Satellite solar panels promise grid parity power by next year


Solar concentrator company Sunrgi is planning to undercut conventional grid electricity prices within twelve months, using the same solar technology designed for satellites.

Sunrgi is planning a technology combining solar concentrators with space-class solar technology based on germanium - which, it claims, will produce energy costing five cents per kilowatt hour when amortised over 20 years. The company would not reveal the initial investment required in the equipment, which will be initially sold to utilities and large-scale industrial organisations.

The technology, which uses lenses to focus sunlight onto solar material, has an efficiency of 37.5 per cent - the company said - compared to around 15 per cent for conventional crystalline solar panels. With sunlight generating 1MW per square metre, that means it can harvest 375 watts, said Sunrgi CEO Paul Sidlo.

The company is using solar chips from Boeing Spectrolabs as the basis for the solar concentrator system. Spectrolabs has previously been credited with developing high-efficiency multi-junction solar material. The lenses used by the company will focus the power of 2,000 suns onto the solar material, said Sidlo, creating temperatures of 3,400 degrees.

He added that the technology rests on two key pieces of intellectual propery. Firstly, Sunrgi uses a proprietary cooling technology to stop the intense heat from the lenses vapourising the solar material.

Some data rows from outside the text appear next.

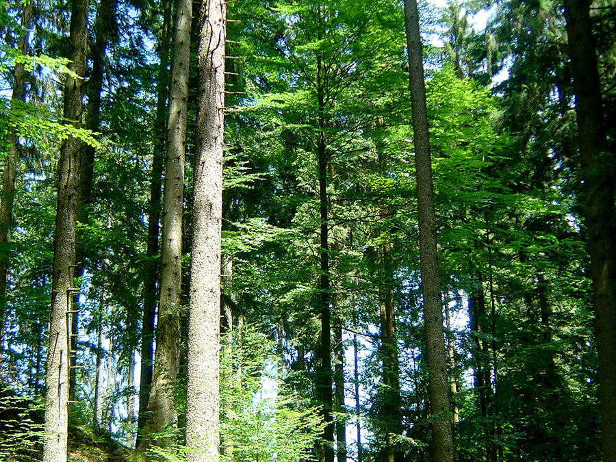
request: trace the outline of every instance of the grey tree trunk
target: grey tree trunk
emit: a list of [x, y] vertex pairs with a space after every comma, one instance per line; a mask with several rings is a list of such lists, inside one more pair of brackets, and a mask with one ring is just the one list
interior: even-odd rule
[[155, 441], [149, 434], [158, 433], [177, 421], [173, 401], [179, 365], [178, 340], [181, 304], [182, 215], [184, 188], [184, 153], [188, 99], [192, 0], [177, 4], [172, 44], [167, 157], [163, 196], [162, 261], [160, 303], [156, 327], [156, 352], [152, 385], [139, 449], [150, 444], [166, 445], [168, 438]]
[[[319, 13], [320, 14], [320, 12]], [[322, 21], [320, 16], [319, 21]], [[319, 25], [319, 39], [323, 33]], [[320, 364], [316, 374], [316, 392], [323, 407], [323, 420], [325, 428], [320, 450], [320, 462], [333, 462], [334, 424], [331, 411], [333, 404], [331, 374], [331, 312], [329, 294], [329, 201], [327, 198], [328, 159], [325, 141], [325, 64], [322, 55], [317, 56], [317, 98], [318, 100], [318, 175], [319, 210], [320, 214], [319, 277], [319, 311], [321, 316], [321, 335]]]
[[424, 296], [424, 322], [426, 326], [428, 388], [433, 419], [433, 460], [435, 462], [452, 462], [453, 439], [449, 416], [449, 387], [443, 331], [441, 281], [437, 255], [437, 226], [434, 212], [432, 164], [416, 0], [405, 0], [405, 25], [409, 51], [409, 80], [415, 144], [420, 266]]
[[227, 7], [201, 3], [188, 323], [186, 445], [190, 462], [218, 460], [220, 233]]
[[[346, 414], [344, 407], [344, 345], [342, 343], [342, 322], [338, 320], [334, 332], [334, 395], [336, 412]], [[346, 462], [346, 422], [345, 418], [336, 420], [336, 460]]]
[[[73, 0], [68, 42], [71, 44], [71, 69], [78, 76], [68, 76], [64, 86], [64, 117], [74, 126], [81, 126], [83, 77], [86, 74], [88, 0]], [[57, 203], [53, 238], [51, 279], [51, 316], [47, 348], [45, 437], [43, 461], [66, 460], [68, 401], [69, 315], [73, 311], [73, 273], [81, 142], [72, 136], [62, 142], [58, 163]]]
[[[88, 81], [88, 112], [86, 128], [92, 131], [98, 131], [101, 121], [101, 94], [103, 90], [103, 75], [105, 54], [107, 44], [115, 34], [116, 0], [102, 0], [99, 6], [95, 23], [96, 40], [92, 52], [92, 70]], [[88, 223], [90, 205], [92, 203], [92, 188], [94, 178], [94, 163], [96, 150], [94, 146], [85, 146], [81, 150], [81, 169], [79, 171], [79, 185], [77, 188], [79, 214], [77, 221], [81, 224]], [[85, 265], [84, 249], [80, 242], [83, 240], [77, 237], [75, 246], [75, 277], [84, 276]], [[75, 293], [73, 301], [75, 312], [71, 321], [73, 335], [70, 337], [70, 369], [69, 370], [68, 400], [75, 400], [75, 377], [77, 374], [77, 350], [79, 333], [79, 294]]]
[[[384, 215], [389, 214], [385, 210]], [[378, 307], [381, 318], [381, 355], [383, 356], [383, 385], [384, 408], [387, 424], [385, 426], [387, 448], [386, 462], [402, 460], [402, 453], [396, 449], [395, 437], [402, 435], [402, 409], [400, 393], [400, 363], [398, 339], [396, 336], [396, 311], [394, 305], [394, 266], [389, 236], [379, 246]]]
[[[34, 3], [32, 0], [23, 3], [21, 14], [23, 32], [19, 36], [17, 49], [22, 55], [28, 52], [28, 27], [32, 17]], [[13, 92], [11, 101], [23, 101], [25, 97], [25, 71], [23, 63], [15, 64], [13, 79]], [[19, 152], [19, 140], [14, 127], [9, 127], [9, 146], [4, 164], [2, 177], [2, 196], [0, 196], [0, 245], [4, 250], [0, 252], [0, 355], [4, 348], [6, 333], [7, 281], [9, 268], [9, 252], [7, 244], [10, 242], [10, 230], [13, 223], [13, 194], [15, 190], [17, 157]]]
[[154, 128], [157, 142], [152, 155], [152, 174], [150, 183], [150, 209], [148, 213], [147, 259], [144, 265], [143, 316], [141, 331], [141, 371], [139, 387], [139, 411], [137, 418], [137, 441], [142, 436], [146, 412], [150, 398], [152, 374], [154, 367], [154, 319], [156, 314], [158, 262], [155, 259], [159, 250], [159, 223], [162, 196], [163, 146], [165, 145], [165, 116], [167, 114], [168, 93], [169, 31], [171, 23], [171, 0], [163, 3], [162, 36], [159, 44], [160, 63], [158, 67], [158, 88], [156, 101], [156, 119]]
[[[614, 166], [605, 165], [606, 120], [592, 34], [590, 0], [565, 0], [576, 94], [584, 215], [595, 303], [604, 462], [616, 461], [616, 220]], [[613, 158], [612, 154], [611, 158]], [[612, 161], [613, 162], [613, 161]], [[608, 173], [608, 172], [609, 173]]]

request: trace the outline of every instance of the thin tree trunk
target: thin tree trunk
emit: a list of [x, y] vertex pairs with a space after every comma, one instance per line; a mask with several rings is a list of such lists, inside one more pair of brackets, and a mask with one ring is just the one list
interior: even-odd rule
[[437, 255], [437, 225], [434, 211], [424, 66], [416, 0], [405, 0], [405, 24], [409, 51], [411, 109], [415, 144], [428, 387], [433, 419], [433, 459], [435, 462], [452, 462], [453, 439], [449, 417], [447, 362]]
[[[357, 327], [357, 323], [355, 323]], [[357, 462], [362, 462], [363, 458], [363, 450], [361, 448], [361, 402], [359, 401], [359, 364], [357, 361], [357, 350], [359, 343], [357, 342], [357, 334], [353, 334], [353, 381], [355, 385], [355, 418], [357, 419], [356, 424], [357, 429]]]
[[[73, 0], [68, 42], [71, 69], [64, 87], [64, 117], [75, 127], [81, 126], [83, 77], [86, 74], [88, 0]], [[45, 398], [44, 462], [66, 460], [68, 437], [68, 365], [73, 311], [73, 269], [77, 216], [81, 141], [70, 136], [62, 142], [58, 163], [57, 203], [53, 239], [51, 316], [47, 348], [47, 392]]]
[[188, 324], [186, 445], [190, 462], [218, 460], [218, 317], [227, 7], [201, 3]]
[[[320, 12], [319, 12], [320, 15]], [[319, 16], [320, 22], [322, 21]], [[318, 38], [322, 39], [322, 31], [319, 24]], [[331, 411], [333, 407], [332, 374], [331, 374], [331, 313], [329, 297], [329, 245], [327, 198], [327, 155], [325, 142], [325, 69], [323, 56], [317, 56], [317, 98], [318, 100], [318, 175], [319, 175], [319, 209], [320, 214], [320, 275], [319, 277], [319, 311], [321, 316], [320, 358], [317, 368], [317, 396], [321, 402], [325, 428], [320, 450], [320, 462], [333, 462], [334, 459], [333, 439], [334, 425]]]
[[[19, 36], [17, 49], [22, 55], [28, 52], [28, 35], [30, 18], [32, 17], [33, 0], [27, 0], [23, 3], [21, 13], [22, 33]], [[11, 105], [14, 101], [23, 101], [25, 97], [25, 71], [23, 63], [16, 63], [14, 72], [13, 92]], [[19, 140], [14, 127], [8, 129], [8, 149], [4, 164], [2, 177], [2, 196], [0, 196], [0, 355], [4, 351], [4, 341], [6, 334], [6, 318], [8, 314], [7, 281], [9, 268], [9, 250], [8, 244], [10, 242], [10, 230], [13, 224], [13, 194], [15, 190], [17, 157], [19, 153]], [[0, 357], [1, 365], [1, 357]]]
[[[604, 462], [616, 461], [616, 220], [614, 166], [604, 165], [606, 120], [592, 34], [590, 0], [565, 0], [565, 18], [576, 94], [584, 215], [595, 303]], [[608, 167], [606, 168], [606, 167]], [[607, 171], [606, 171], [607, 170]], [[608, 173], [608, 172], [609, 173]]]
[[453, 423], [460, 422], [460, 410], [458, 408], [458, 382], [454, 373], [456, 368], [456, 346], [454, 338], [451, 331], [451, 319], [449, 313], [449, 304], [445, 298], [445, 322], [449, 334], [447, 337], [447, 356], [449, 359], [449, 389], [451, 392], [452, 402]]
[[[156, 352], [144, 439], [139, 449], [149, 444], [168, 444], [170, 439], [154, 441], [148, 437], [175, 424], [173, 400], [179, 355], [179, 309], [181, 304], [182, 216], [184, 188], [184, 153], [188, 98], [188, 64], [190, 51], [192, 0], [177, 5], [173, 38], [173, 61], [169, 118], [167, 124], [167, 157], [163, 196], [162, 262], [160, 304], [156, 327]], [[220, 302], [219, 302], [220, 303]]]
[[[117, 0], [101, 0], [99, 6], [96, 28], [96, 40], [92, 49], [92, 70], [88, 81], [88, 112], [86, 128], [92, 131], [98, 131], [101, 120], [101, 94], [103, 90], [103, 75], [105, 55], [107, 45], [114, 33], [116, 24], [116, 7]], [[77, 222], [82, 224], [88, 223], [90, 205], [92, 203], [92, 188], [94, 177], [94, 163], [96, 150], [94, 146], [86, 145], [81, 150], [81, 169], [79, 184], [77, 188], [79, 213]], [[75, 277], [84, 277], [85, 265], [84, 262], [84, 249], [81, 244], [83, 238], [77, 235], [75, 246]], [[81, 287], [84, 287], [83, 283]], [[69, 370], [68, 400], [75, 400], [75, 378], [77, 376], [77, 351], [79, 333], [79, 295], [74, 294], [73, 300], [75, 312], [72, 318], [72, 331], [70, 337], [70, 369]]]
[[127, 397], [127, 402], [126, 404], [126, 420], [128, 424], [128, 430], [127, 431], [127, 444], [129, 448], [135, 447], [135, 437], [136, 436], [133, 431], [135, 424], [135, 368], [136, 366], [135, 361], [135, 350], [131, 352], [131, 359], [129, 362], [128, 368], [128, 389], [129, 395]]
[[[344, 346], [342, 343], [342, 323], [338, 320], [334, 333], [334, 382], [335, 385], [336, 411], [346, 415], [344, 407]], [[336, 420], [336, 460], [346, 462], [346, 418]]]
[[[389, 214], [385, 209], [384, 215]], [[396, 447], [396, 436], [402, 435], [402, 409], [400, 393], [400, 363], [398, 339], [396, 336], [396, 311], [394, 305], [394, 270], [389, 235], [377, 249], [378, 259], [378, 305], [381, 313], [381, 335], [383, 337], [383, 385], [387, 424], [385, 426], [387, 448], [385, 462], [402, 459]]]
[[105, 313], [106, 311], [106, 305], [105, 305], [105, 290], [103, 289], [103, 295], [101, 297], [101, 306], [99, 307], [99, 312], [97, 317], [97, 331], [98, 332], [97, 340], [97, 368], [96, 368], [96, 380], [94, 384], [94, 424], [98, 428], [101, 428], [101, 424], [103, 422], [103, 396], [105, 393], [103, 388], [104, 372], [103, 367], [103, 343], [105, 339]]
[[[224, 214], [224, 211], [223, 211]], [[231, 381], [233, 381], [233, 308], [231, 304], [231, 298], [229, 292], [229, 286], [232, 282], [233, 278], [233, 259], [227, 254], [222, 255], [222, 281], [221, 285], [222, 289], [227, 292], [227, 294], [220, 297], [220, 305], [222, 308], [222, 314], [224, 320], [224, 340], [220, 348], [220, 362], [224, 365], [222, 373], [224, 374], [222, 378], [222, 386], [232, 387]], [[233, 400], [231, 400], [233, 401]], [[223, 409], [222, 418], [227, 421], [227, 424], [230, 424], [233, 420], [233, 412], [231, 409], [231, 403], [227, 404], [227, 406]], [[231, 458], [233, 455], [234, 445], [233, 441], [230, 438], [223, 439], [222, 444], [222, 455], [225, 457]], [[229, 459], [229, 460], [231, 460]]]
[[158, 281], [159, 224], [162, 196], [163, 149], [165, 135], [165, 116], [167, 113], [167, 94], [169, 62], [169, 29], [171, 23], [171, 0], [163, 3], [162, 36], [159, 44], [160, 64], [158, 67], [158, 88], [156, 101], [156, 119], [154, 131], [157, 142], [152, 155], [152, 174], [150, 183], [150, 203], [148, 212], [148, 242], [144, 265], [143, 317], [141, 328], [141, 371], [139, 386], [139, 411], [137, 418], [138, 446], [146, 421], [152, 374], [154, 367], [154, 320], [156, 314], [157, 282]]

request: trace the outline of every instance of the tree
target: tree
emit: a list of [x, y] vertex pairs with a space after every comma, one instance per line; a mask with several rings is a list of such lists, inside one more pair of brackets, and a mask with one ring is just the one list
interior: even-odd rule
[[434, 444], [433, 457], [435, 462], [452, 462], [453, 441], [449, 418], [448, 381], [443, 330], [441, 283], [437, 255], [437, 226], [434, 213], [426, 88], [419, 15], [415, 0], [405, 0], [405, 24], [409, 53], [411, 109], [413, 114], [417, 172], [420, 259], [422, 292], [424, 296], [426, 355], [429, 374], [430, 407], [432, 418], [434, 420], [432, 424]]
[[[21, 27], [17, 49], [22, 55], [27, 54], [28, 35], [34, 2], [26, 1], [22, 5]], [[13, 72], [13, 92], [11, 103], [16, 105], [25, 96], [25, 70], [23, 62], [17, 62]], [[3, 352], [5, 333], [5, 322], [7, 315], [7, 279], [9, 271], [8, 248], [10, 231], [13, 226], [13, 201], [15, 190], [17, 158], [19, 154], [19, 140], [15, 127], [9, 128], [9, 146], [6, 153], [4, 172], [2, 176], [2, 196], [0, 197], [0, 355]], [[0, 358], [0, 363], [2, 359]]]
[[220, 232], [227, 6], [203, 1], [193, 185], [186, 444], [191, 462], [218, 459]]
[[[176, 422], [173, 388], [177, 376], [181, 305], [182, 216], [183, 210], [184, 153], [188, 118], [188, 68], [190, 52], [192, 0], [182, 0], [175, 13], [172, 43], [171, 87], [167, 123], [167, 153], [163, 196], [162, 258], [160, 303], [156, 326], [156, 352], [148, 415], [144, 435], [161, 433]], [[144, 450], [152, 443], [141, 441]], [[162, 443], [168, 444], [166, 437]]]
[[[71, 70], [66, 77], [64, 95], [64, 117], [75, 128], [81, 127], [81, 99], [86, 74], [88, 38], [88, 0], [73, 2], [68, 42], [71, 44]], [[53, 238], [53, 265], [51, 280], [51, 316], [47, 348], [47, 392], [45, 398], [45, 438], [43, 460], [66, 460], [68, 435], [68, 365], [73, 311], [73, 269], [77, 188], [79, 186], [81, 141], [68, 135], [60, 148], [58, 163], [57, 202], [55, 234]]]
[[614, 164], [607, 157], [591, 2], [565, 1], [593, 279], [603, 460], [616, 461], [616, 216]]

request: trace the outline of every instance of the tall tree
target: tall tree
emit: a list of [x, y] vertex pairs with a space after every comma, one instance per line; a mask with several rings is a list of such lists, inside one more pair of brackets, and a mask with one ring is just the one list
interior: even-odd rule
[[227, 6], [201, 3], [188, 326], [186, 444], [191, 462], [218, 459], [220, 233]]
[[[192, 0], [178, 2], [172, 47], [171, 87], [167, 123], [167, 153], [163, 196], [162, 261], [156, 352], [144, 436], [159, 433], [177, 420], [173, 399], [179, 365], [181, 304], [182, 218], [184, 154], [188, 99]], [[140, 449], [152, 440], [144, 438]], [[164, 443], [169, 443], [165, 438]]]
[[415, 0], [405, 0], [405, 25], [409, 53], [413, 140], [415, 144], [426, 357], [429, 377], [430, 409], [433, 419], [433, 460], [435, 462], [452, 462], [453, 440], [449, 418], [448, 381], [443, 330], [441, 282], [437, 254], [432, 161], [428, 133], [419, 13]]
[[[98, 131], [101, 123], [101, 94], [103, 91], [103, 70], [107, 47], [113, 36], [116, 35], [116, 0], [102, 0], [99, 5], [97, 20], [94, 23], [96, 40], [92, 48], [92, 70], [88, 81], [88, 112], [86, 128], [92, 131]], [[88, 224], [90, 207], [92, 203], [92, 187], [94, 177], [94, 146], [86, 145], [81, 150], [81, 169], [79, 170], [79, 185], [77, 188], [79, 214], [77, 221], [81, 225]], [[84, 258], [86, 255], [84, 248], [84, 238], [79, 235], [75, 246], [75, 277], [80, 280], [84, 277], [86, 265]], [[83, 284], [82, 284], [83, 285]], [[75, 378], [77, 375], [77, 333], [79, 333], [79, 294], [75, 294], [73, 313], [72, 331], [70, 337], [70, 370], [69, 371], [68, 400], [75, 400]]]
[[139, 388], [139, 411], [137, 418], [137, 444], [141, 441], [150, 387], [154, 367], [154, 322], [156, 313], [157, 283], [159, 281], [159, 264], [157, 254], [159, 251], [161, 196], [162, 193], [162, 171], [164, 163], [164, 146], [165, 135], [165, 116], [167, 114], [168, 94], [169, 31], [171, 23], [171, 0], [163, 2], [163, 24], [159, 44], [159, 63], [157, 86], [156, 118], [154, 136], [156, 142], [152, 154], [152, 172], [150, 178], [150, 200], [148, 211], [148, 240], [146, 253], [147, 259], [144, 265], [143, 316], [141, 331], [141, 372]]
[[606, 156], [606, 123], [591, 1], [565, 1], [584, 185], [599, 355], [602, 452], [616, 461], [616, 216], [614, 161]]
[[[34, 2], [27, 0], [22, 3], [21, 31], [17, 49], [22, 55], [27, 54], [28, 35], [30, 18], [32, 17]], [[23, 101], [25, 97], [25, 70], [23, 62], [15, 63], [13, 73], [13, 92], [11, 104]], [[0, 354], [4, 348], [5, 320], [8, 313], [8, 277], [9, 270], [9, 248], [10, 230], [13, 222], [13, 194], [15, 190], [15, 177], [17, 174], [17, 158], [19, 153], [19, 140], [14, 127], [9, 127], [8, 150], [4, 163], [2, 176], [2, 196], [0, 196]]]
[[[70, 12], [68, 42], [70, 68], [64, 95], [64, 118], [75, 128], [81, 127], [84, 76], [88, 40], [88, 0], [75, 0]], [[77, 188], [81, 142], [69, 135], [62, 142], [58, 163], [57, 203], [51, 279], [51, 316], [47, 348], [47, 392], [45, 397], [44, 462], [66, 460], [68, 437], [68, 365], [73, 311], [73, 269], [77, 217]]]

"We have a nanomount on the back of the chip that has a tremendous ability to move thousands of thermal watts of energy away from the chip" - explained Sidlo. "It uses nanotechnology that we developed." Once removed from the chip by the nanotechnology, the heat eventually reaches an aluminium heat sink that can help to move it out of the solar array. In future versions, the company is considering harvesting the waste heat and converting it back into power.

The other proprietary technology is a tracking system that will minutely adjust the array's position to track the sun - increasing the energy that a unit will be able to harvest from the sun on a daily basis.

The company said it hopes to begin commercial production in within 12 to 15 months.